So I bought Ke$ha on vinyl.
Tik Tok.
My husband says none of my metaphors make any sense. He is just an empty canoe in the snow.
GF: So we just wanted to say we’re engaged!
HER DAD [looks at me] you should have asked me first
ME: You’re not really my type though
People who spend their lives complaining how other people are doing nothing productive for society are doing nothing productive for society.
Autocorrect is changing correctly spelled words. I’m starting to think it has a mind of its AUTOCORRECT IS HARMLESS. GO ABOUT YOUR BUSINESS.
Until I open the wrapper & look inside it’s Schrödinger’s Kit Kat.
[hotel fire alarm]
M: *in pjs* How did people get dressed and outside so quickly?
H: It’s 10am, they were already dressed.
M: impressive
I’m so proud of two weeks ago me for anticipating I would want a ripe avocado today
Only 1 in 6 Americans can find Ukraine on a map…
Putin is fixing the issue
by just calling it all “Russia”.
A scientist has developed a pill that doesn’t make you thin, but it moves your concentrated fat to other places. I’m looking to move my belly to Massachusetts.
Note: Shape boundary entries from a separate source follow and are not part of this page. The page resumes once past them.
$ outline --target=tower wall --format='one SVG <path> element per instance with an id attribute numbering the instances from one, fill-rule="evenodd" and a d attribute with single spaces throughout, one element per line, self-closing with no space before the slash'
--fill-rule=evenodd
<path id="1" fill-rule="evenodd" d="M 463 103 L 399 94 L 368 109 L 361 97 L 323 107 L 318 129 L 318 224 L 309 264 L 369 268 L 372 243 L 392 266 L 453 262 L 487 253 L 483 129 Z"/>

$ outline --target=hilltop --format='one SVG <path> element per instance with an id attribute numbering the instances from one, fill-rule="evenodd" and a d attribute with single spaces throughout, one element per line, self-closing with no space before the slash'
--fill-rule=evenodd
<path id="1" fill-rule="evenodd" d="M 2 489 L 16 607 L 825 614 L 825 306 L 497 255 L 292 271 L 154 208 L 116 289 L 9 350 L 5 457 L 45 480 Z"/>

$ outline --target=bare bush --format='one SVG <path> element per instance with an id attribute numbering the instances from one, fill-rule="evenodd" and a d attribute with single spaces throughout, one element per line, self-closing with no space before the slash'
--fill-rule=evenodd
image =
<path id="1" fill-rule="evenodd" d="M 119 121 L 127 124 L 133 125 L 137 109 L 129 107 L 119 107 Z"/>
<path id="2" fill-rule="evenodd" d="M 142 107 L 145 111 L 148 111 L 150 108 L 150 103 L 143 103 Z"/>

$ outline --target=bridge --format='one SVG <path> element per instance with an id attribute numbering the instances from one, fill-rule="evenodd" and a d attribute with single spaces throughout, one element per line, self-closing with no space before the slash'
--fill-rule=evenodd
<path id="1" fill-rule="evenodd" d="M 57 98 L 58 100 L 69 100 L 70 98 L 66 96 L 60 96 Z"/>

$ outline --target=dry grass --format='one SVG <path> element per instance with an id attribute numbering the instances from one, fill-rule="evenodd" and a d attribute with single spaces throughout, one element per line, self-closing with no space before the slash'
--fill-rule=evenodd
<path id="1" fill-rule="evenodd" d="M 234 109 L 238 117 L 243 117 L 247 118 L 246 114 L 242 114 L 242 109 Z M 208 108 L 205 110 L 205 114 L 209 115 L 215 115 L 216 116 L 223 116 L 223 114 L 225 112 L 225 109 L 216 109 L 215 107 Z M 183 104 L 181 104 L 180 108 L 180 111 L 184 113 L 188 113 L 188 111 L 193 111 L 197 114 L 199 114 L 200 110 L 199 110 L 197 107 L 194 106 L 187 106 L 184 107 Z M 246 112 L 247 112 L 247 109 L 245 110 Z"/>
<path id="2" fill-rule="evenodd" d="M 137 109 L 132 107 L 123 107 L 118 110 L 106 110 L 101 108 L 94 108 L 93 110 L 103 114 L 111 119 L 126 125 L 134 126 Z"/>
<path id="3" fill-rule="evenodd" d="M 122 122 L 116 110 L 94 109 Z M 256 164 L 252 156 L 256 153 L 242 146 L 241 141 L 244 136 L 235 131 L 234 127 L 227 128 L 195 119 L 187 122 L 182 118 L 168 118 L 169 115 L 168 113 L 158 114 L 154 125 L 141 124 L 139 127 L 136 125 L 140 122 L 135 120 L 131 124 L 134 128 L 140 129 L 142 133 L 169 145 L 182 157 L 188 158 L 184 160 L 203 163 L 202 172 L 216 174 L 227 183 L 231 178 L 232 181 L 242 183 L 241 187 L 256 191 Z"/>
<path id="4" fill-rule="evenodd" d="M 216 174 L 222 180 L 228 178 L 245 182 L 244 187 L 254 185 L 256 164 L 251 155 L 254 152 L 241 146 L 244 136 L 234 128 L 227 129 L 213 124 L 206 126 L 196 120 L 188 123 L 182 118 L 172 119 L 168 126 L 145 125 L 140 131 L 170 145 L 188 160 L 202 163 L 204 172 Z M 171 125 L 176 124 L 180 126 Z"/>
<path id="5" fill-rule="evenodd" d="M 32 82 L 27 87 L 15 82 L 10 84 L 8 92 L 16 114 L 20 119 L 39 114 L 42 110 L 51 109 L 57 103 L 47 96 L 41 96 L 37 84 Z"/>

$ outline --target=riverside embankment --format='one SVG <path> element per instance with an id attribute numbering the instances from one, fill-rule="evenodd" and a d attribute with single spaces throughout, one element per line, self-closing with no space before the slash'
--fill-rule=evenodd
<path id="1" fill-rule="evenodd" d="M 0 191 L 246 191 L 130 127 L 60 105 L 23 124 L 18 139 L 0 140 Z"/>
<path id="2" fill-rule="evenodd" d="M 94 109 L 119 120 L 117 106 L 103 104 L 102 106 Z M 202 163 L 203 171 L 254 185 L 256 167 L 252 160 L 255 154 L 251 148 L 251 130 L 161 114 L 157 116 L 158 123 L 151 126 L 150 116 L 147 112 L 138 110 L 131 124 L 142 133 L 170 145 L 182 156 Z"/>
My kids got like 20 pounds of candy and that is so unhealthy so obviously I have to eat it all for their own good
I texted my husband about all the sex I’m expecting for my birthday and accidentally sent it to my MIL. She just responded that she’s already made other plans that day.
Throwing a baby shower isn’t actually that hard. For a start, it’s much lighter than a regular shower.
“If you’re having girl? Problems. I feel bad. For you? Son.” -Russian guy telling his pregnant wife he hopes it’s a boy.
I just realized that I forgot to scan the 2 packs of sparkling water at target on Sunday. Apparently this is how my life of crime begins.
I went upstairs to grab my charger I brushed my hair, picked up some dirty clothes, changed my sons diaper, put on deodorant, came back downstairs, vacuumed the entire first floor & picked up some toys. I just sat down to plug in my phone & realized I never grabbed the charger.
My kids asked me how to spell desert and dessert so I told them to type it both ways and see what emojis pop up
[diet journal]
day 1: hungry
day 2: hungry
day 3: hungry
day 4: ate neighbor
I had a parent text me saying her 7yo son wouldn’t believe that she knew how to do a math homework problem he was confused about, and would I please text back saying she is correct so that he will get ready for bed. 😂
How to have a good marriage:
1. Hold hands
2. Cuddle
3. Take out the trash like I have been telling you to do ALL DAY Craig
remember: knives and alcohol don’t mix. knives are solid they don’t mix with anything. why where you trying to drink a knife anyways idiot
I love you but I still wish your family would just pay the ransom.